Tim Leary, Senior Portfolio Manager on the BlueBay U.S. Fixed Income team, reflects on the volatile year-to-date and how the high yield bond market is set up for the rest of the year.

Watch time: 2 minutes, 19 seconds

View transcript

Hello & welcome back to The Weekly Fix. My name is Tim Leary & I’m a Senior Portfolio Manager on RBC’s BlueBay Leveraged Finance Team in Stamford, Connecticut.

 Well folks, we’re about halfway through the year & US High Yield Corporate bonds have outperformed Investment Grade and leveraged loans on both sides of the Atlantic. Double Bs have led the way and credit spreads reflect that. In fact, Contingent Convertible (CoCo) bonds and EMHY are the only two corporate benchmarks ahead of HY thus far. So, as we sit here today, a week or so away from the July 9th tariff extension deadline, what’s the trade for the rest of the year? The technical landscape is incredible. We’ll likely see rate cuts in the 2nd half of 2025. Consumer cash balances are at all time highs, credit card utilization rates have normalized, unemployment is low & we should see progress on trade & budget in the coming weeks and months.

Nevertheless, there is still investor hesitation to add risk. Money market balances are north of $7bln, and even when you back out the corporate money market balances, the number is still at record highs. Where is all that cash going to go when the Fed starts to cut rates? Does it pile in to equities at the all-time highs? Or will it leg into credit again. The answer is likely both. That’s a set up that lends itself to spread compression. That said, we’ll start to get 2Q earnings and there will inevitably be misses and guidance that differs from street expectations. Consider this: according to JPMorgan, there is a “Consumer Cash Pile” which combines balances from checking, savings, and consumer money market funds that set a new record as of the end of the 1st quarter of $21.7 Trillion up from $14.8 trillion at the end of 2019.

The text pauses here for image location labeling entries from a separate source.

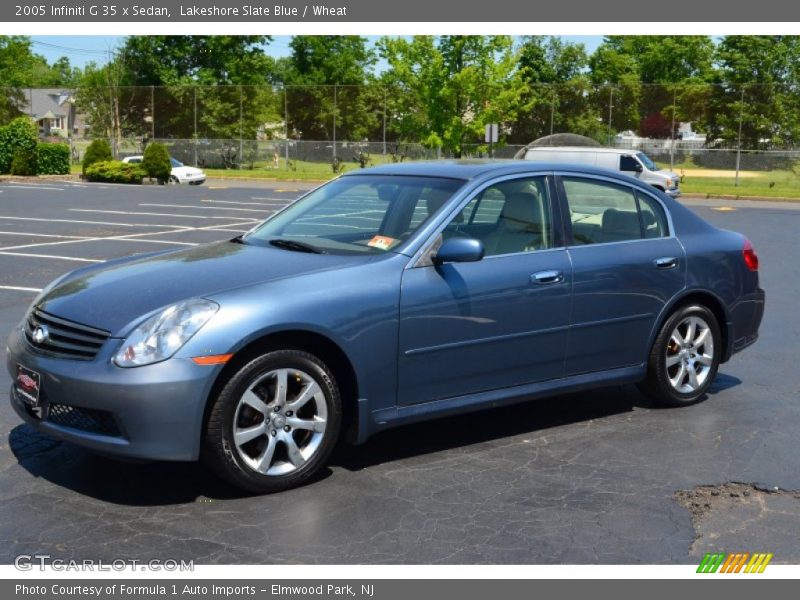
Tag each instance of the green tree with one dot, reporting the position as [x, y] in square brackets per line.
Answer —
[446, 89]
[648, 75]
[98, 151]
[554, 97]
[762, 71]
[156, 162]
[16, 65]
[159, 81]
[18, 141]
[329, 84]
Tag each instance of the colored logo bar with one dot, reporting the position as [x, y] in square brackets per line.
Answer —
[738, 562]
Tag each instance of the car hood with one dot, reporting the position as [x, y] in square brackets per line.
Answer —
[116, 296]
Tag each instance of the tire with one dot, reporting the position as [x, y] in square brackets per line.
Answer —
[678, 352]
[263, 440]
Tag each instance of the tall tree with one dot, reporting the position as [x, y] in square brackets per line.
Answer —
[554, 99]
[757, 82]
[226, 78]
[648, 76]
[16, 66]
[446, 89]
[328, 95]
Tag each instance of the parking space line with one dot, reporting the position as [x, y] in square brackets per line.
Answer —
[259, 210]
[66, 237]
[271, 205]
[97, 239]
[26, 186]
[122, 212]
[95, 222]
[28, 255]
[17, 288]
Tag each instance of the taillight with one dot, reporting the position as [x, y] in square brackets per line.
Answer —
[750, 256]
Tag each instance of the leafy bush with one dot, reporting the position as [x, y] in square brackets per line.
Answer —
[52, 159]
[98, 150]
[156, 162]
[21, 134]
[24, 162]
[115, 171]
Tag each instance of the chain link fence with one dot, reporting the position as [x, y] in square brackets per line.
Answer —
[729, 131]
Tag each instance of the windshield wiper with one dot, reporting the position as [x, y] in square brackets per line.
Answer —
[296, 246]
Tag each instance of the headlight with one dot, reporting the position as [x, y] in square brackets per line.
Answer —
[162, 335]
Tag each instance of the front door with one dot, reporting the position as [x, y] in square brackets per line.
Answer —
[495, 323]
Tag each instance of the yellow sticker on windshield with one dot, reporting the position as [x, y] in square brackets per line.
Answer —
[382, 242]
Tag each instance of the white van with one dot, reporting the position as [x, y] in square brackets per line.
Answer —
[634, 163]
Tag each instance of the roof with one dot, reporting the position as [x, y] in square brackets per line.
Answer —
[38, 102]
[471, 169]
[583, 149]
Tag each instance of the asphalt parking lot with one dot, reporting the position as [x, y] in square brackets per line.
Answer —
[595, 477]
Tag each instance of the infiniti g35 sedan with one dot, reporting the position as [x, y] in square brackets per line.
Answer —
[389, 295]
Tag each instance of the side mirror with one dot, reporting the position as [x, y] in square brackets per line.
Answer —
[459, 250]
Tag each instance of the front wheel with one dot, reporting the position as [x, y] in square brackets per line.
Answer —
[275, 423]
[685, 357]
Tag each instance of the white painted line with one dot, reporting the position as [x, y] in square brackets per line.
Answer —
[26, 186]
[95, 239]
[133, 237]
[94, 222]
[66, 237]
[259, 210]
[244, 203]
[50, 256]
[19, 289]
[122, 212]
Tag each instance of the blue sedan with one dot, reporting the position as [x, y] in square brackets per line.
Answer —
[390, 295]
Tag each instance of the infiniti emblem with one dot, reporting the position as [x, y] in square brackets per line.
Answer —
[40, 334]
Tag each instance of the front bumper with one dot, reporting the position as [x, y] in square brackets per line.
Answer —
[153, 412]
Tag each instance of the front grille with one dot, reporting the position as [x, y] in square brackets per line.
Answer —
[65, 338]
[85, 419]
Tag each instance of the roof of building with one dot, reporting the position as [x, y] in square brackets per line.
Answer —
[40, 101]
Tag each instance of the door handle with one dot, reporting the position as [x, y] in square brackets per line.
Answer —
[666, 262]
[547, 277]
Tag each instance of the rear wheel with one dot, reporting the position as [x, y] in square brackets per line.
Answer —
[685, 357]
[275, 423]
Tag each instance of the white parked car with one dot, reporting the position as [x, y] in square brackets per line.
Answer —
[180, 173]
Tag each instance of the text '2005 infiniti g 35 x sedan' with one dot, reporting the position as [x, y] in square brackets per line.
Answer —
[389, 295]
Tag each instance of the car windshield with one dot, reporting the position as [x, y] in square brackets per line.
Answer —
[357, 214]
[647, 161]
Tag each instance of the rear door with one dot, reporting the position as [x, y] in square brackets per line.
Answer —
[626, 264]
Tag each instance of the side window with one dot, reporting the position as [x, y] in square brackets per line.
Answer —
[601, 212]
[628, 164]
[654, 221]
[488, 207]
[509, 217]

We know you shouldn’t fight the fed, but it sounds like you shouldn’t fight the American consumer either. High yield bonds, which are higher quality than at any point in history, could be segment of the market to see inflows from clients who are wary of the run the Mag 7 has had.

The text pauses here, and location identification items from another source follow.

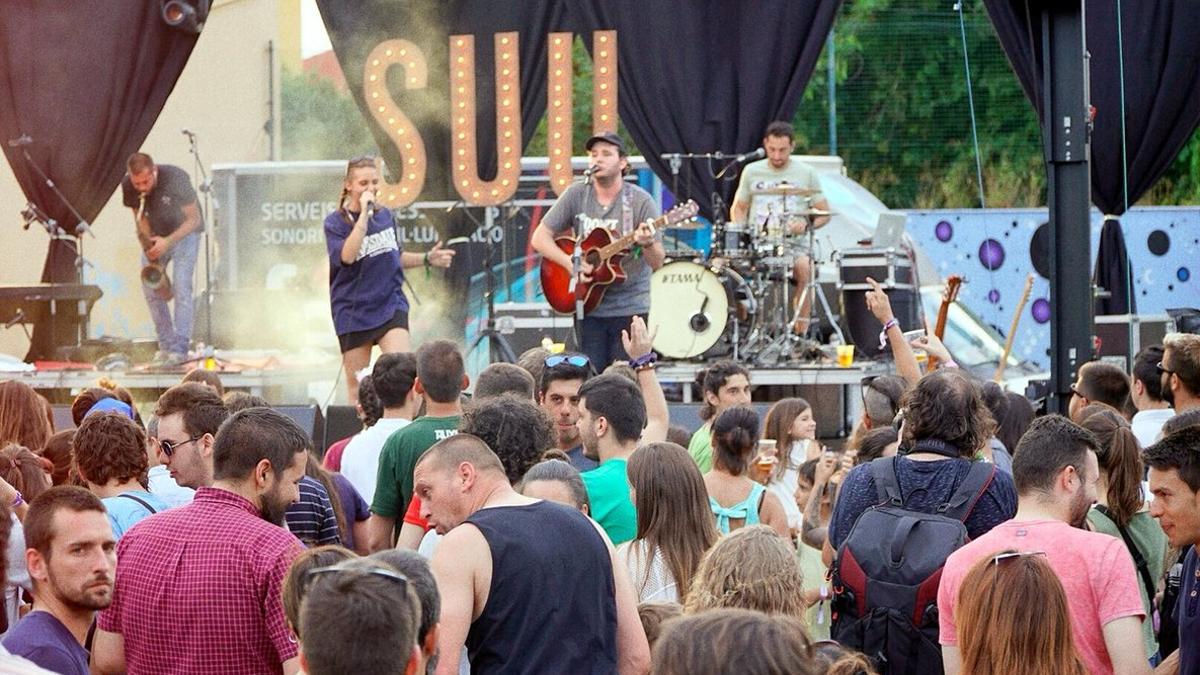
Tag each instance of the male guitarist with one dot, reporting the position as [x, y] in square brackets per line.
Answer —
[606, 201]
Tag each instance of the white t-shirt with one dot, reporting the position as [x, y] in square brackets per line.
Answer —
[163, 487]
[652, 579]
[1149, 423]
[785, 485]
[761, 175]
[360, 459]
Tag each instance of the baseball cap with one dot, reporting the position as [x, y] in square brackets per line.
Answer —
[607, 137]
[111, 405]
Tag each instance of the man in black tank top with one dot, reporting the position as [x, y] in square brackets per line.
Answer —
[527, 586]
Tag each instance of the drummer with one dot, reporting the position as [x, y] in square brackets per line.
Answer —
[753, 205]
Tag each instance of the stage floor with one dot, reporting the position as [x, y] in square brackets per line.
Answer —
[283, 384]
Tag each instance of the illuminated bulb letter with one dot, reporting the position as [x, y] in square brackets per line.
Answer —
[394, 121]
[604, 82]
[463, 151]
[559, 118]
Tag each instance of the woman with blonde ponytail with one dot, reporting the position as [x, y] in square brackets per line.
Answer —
[1121, 509]
[366, 272]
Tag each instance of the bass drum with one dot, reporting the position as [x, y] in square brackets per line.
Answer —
[690, 308]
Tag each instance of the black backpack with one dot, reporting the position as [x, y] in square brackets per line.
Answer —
[886, 577]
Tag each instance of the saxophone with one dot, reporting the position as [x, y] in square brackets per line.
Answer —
[154, 275]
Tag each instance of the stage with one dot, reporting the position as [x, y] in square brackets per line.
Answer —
[834, 392]
[281, 384]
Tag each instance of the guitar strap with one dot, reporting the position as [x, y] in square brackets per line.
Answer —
[627, 217]
[627, 210]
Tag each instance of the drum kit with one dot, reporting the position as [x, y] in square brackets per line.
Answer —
[739, 302]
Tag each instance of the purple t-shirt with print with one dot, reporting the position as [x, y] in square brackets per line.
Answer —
[367, 292]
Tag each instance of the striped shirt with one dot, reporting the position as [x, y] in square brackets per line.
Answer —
[312, 519]
[198, 590]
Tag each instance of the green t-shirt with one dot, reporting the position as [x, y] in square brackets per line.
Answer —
[397, 459]
[701, 448]
[611, 507]
[1151, 542]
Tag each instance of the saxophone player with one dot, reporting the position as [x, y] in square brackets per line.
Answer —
[168, 222]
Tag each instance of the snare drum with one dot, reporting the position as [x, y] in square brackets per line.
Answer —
[736, 242]
[693, 306]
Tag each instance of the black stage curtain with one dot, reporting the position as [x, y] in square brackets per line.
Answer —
[355, 29]
[85, 82]
[695, 77]
[1162, 73]
[708, 76]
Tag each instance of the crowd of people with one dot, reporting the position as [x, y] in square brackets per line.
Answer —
[555, 520]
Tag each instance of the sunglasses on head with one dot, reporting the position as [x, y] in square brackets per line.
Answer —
[1009, 555]
[360, 161]
[577, 360]
[169, 447]
[358, 569]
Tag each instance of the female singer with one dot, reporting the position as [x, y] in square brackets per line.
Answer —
[366, 272]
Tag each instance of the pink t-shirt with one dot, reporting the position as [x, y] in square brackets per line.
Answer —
[1096, 572]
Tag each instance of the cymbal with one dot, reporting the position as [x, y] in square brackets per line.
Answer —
[808, 213]
[787, 191]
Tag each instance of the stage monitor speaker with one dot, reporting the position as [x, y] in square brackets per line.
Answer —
[893, 270]
[862, 327]
[341, 422]
[1123, 335]
[309, 418]
[525, 326]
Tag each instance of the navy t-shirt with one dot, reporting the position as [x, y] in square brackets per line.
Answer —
[41, 638]
[366, 293]
[1187, 615]
[165, 204]
[924, 485]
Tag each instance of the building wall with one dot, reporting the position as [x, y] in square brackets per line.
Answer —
[226, 96]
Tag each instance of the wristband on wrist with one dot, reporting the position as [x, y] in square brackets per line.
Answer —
[883, 334]
[643, 362]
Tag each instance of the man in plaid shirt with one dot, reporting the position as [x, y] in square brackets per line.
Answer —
[198, 586]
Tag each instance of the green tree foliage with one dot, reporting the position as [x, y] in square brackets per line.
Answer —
[904, 120]
[321, 121]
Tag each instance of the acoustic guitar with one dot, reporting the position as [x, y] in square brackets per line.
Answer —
[605, 252]
[952, 292]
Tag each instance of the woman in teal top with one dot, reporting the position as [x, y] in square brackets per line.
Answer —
[1121, 509]
[735, 499]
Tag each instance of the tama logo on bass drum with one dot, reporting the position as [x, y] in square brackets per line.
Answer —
[681, 278]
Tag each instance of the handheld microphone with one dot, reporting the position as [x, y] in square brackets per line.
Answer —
[17, 317]
[756, 155]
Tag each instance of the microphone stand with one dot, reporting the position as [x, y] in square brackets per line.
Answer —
[498, 348]
[58, 233]
[205, 187]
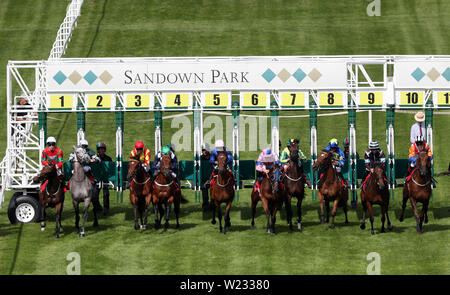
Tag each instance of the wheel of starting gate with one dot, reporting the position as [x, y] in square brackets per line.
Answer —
[23, 209]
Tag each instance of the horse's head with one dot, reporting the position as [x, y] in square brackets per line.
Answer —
[222, 159]
[293, 151]
[46, 172]
[133, 166]
[165, 165]
[323, 160]
[81, 155]
[424, 164]
[379, 175]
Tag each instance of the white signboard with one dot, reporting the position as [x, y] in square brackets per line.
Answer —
[422, 75]
[195, 75]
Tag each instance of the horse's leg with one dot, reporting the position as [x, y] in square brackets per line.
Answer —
[76, 206]
[168, 207]
[58, 217]
[364, 205]
[423, 213]
[219, 215]
[416, 214]
[255, 200]
[227, 214]
[146, 210]
[87, 202]
[42, 217]
[383, 217]
[369, 207]
[322, 202]
[156, 211]
[288, 206]
[267, 210]
[405, 199]
[333, 212]
[299, 213]
[214, 205]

As always, thanks for your time & good luck trading.

Key points

  • US high yield bonds have performed very well this year, and the environment remains strong for continued success.

  • Consumer cash and money market balances are both at all-time highs, which could be put to work.

  • High yield bonds, which are higher quality than at any point in history, could potentially see significant inflows.